Military men and women who serve overseas encounter dangerous situations and often struggle with separation from family and friends.
The same is true of journalists who embed themselves with soldiers.
St. Louis Post-Dispatch chief photographer J.B. Forbes, who has worked at the newspaper since 1975, and reporter Jesse Bogan recently returned from Afghanistan.

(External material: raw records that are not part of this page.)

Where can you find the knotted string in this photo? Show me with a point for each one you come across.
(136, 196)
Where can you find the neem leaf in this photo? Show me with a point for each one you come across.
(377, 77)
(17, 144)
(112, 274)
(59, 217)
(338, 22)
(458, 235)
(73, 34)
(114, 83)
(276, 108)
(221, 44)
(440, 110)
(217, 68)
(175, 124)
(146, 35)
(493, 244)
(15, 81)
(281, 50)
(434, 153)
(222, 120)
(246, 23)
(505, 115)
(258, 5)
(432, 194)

They were embedded with about 100 members of the Missouri National Guard’s 1138th Engineer Company, covering and sharing the stories of soldiers who have temporarily left their civilian jobs.
The 1138th, which performs their mission in southern Afghanistan departed in July 2012 and are scheduled to return this May.
Part of the Company’s mission is to find and dismantle buried roadside bombs along supply and infantry routes.
“As they drive over certain roads, (some soldiers) say, ‘please don’t blow up, please don’t blow up, please don’t blow up,” Forbes told host Don Marsh.
“They’re going out there and creeping along these roads at two miles per hour…It can be tedious and boring…It takes patience,” Bogan said.
Marsh talked with Forbes and Bogan about their most recent special coverage of Afghanistan and work covering other conflicts and disasters.
While President Barack Obama has announced that the United States plans to withdraw most troops from Afghanistan by the end of 2014, thousands remain.
Post-Dispatch editor Gilbert Bailon points out the sacrifice and commitment of soldiers doesn’t “garner headlines unless tragedy strikes… It is important to remind readers about their risks and contributions that make a distant war closer to home and more human.”